Ride and homesharing technologies like Uber and Airbnb are now ubiquitous. Slice, an on-demand insurance provider, seeks to fill the gap between the demands of these on-the-go services and traditional insurance contracts, which may not cover home rental or car sharing. Slice users can pick and choose the dates for which they receive coverage. So, for example, a homeowner that rents her home to Airbnb renters for two nights can obtain coverage solely for those two nights.

The insurance tech startup acts as an intermediary and a subsidiary of Munich Re underwrites the product. Slice officially launched its homesharing insurance product in thirteen states in May. Slice is now testing its rideshare product, and according to The Insurance Journal, will release the product to one state at the end of the month. Future expansions may include on-demand insurance for personal services, like dog-walking.

Tim Attia, CEO and co-founder of Slice, sought to eschew “traditional bureaucracies” with his novel pay-per-use coverage. According to Attia, users need not fill out an application. Instead, users input their address, type of rental, and occupancy dates to receive a quote, which averages $7 per night. Slice covers typical homeowner concerns like theft, property damage, loss of income, and infestation, and coverage tops out at $2 million. On-demand ridesharing coverage is more complex; time, distance, and location all factor into insurance pricing, as the app syncs with ridesharing apps to offer coverage from “app on to app off”.

As discussed on our blog in January 2016, traditional insurance companies have also recognized the changing market: insurance providers like GEICO, USAA, American Family Insurance, and Allstate and Farmers Insurance have begun testing or offering ridesharing and homesharing coverage.
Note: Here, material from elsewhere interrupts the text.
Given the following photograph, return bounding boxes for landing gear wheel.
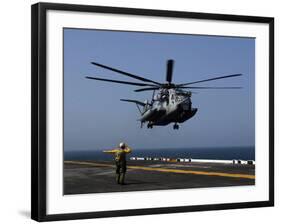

Last fall, Allstate debuted HostAdvantage in six states, a $50 per year add-on for those renting out their homes, providing coverage of up to $10,000 for personal property damage. However, these services are add-ons to a policyholder’s existing policy, unlike Slice, which requires no commitment beyond the selected coverage dates.

While this inexpensive and efficient coverage may cover gaps in sharer’s existing policies, the lack of case-by-case underwriting necessitated by on-demand coverage may result in some buyers paying too much. Others, conversely, may reap significant benefits based on an average $7-per-night charge. Ultimately, the uniformity, ease, and peace-of-mind that Slice provides to homeowners renting their homes to strangers or drivers giving rides to strangers may far outweigh any drawbacks.


Kelly R. Oeltjenbruns is a law student at Washington University School of Law who joined Hunton & Williams as a summer associate in 2017.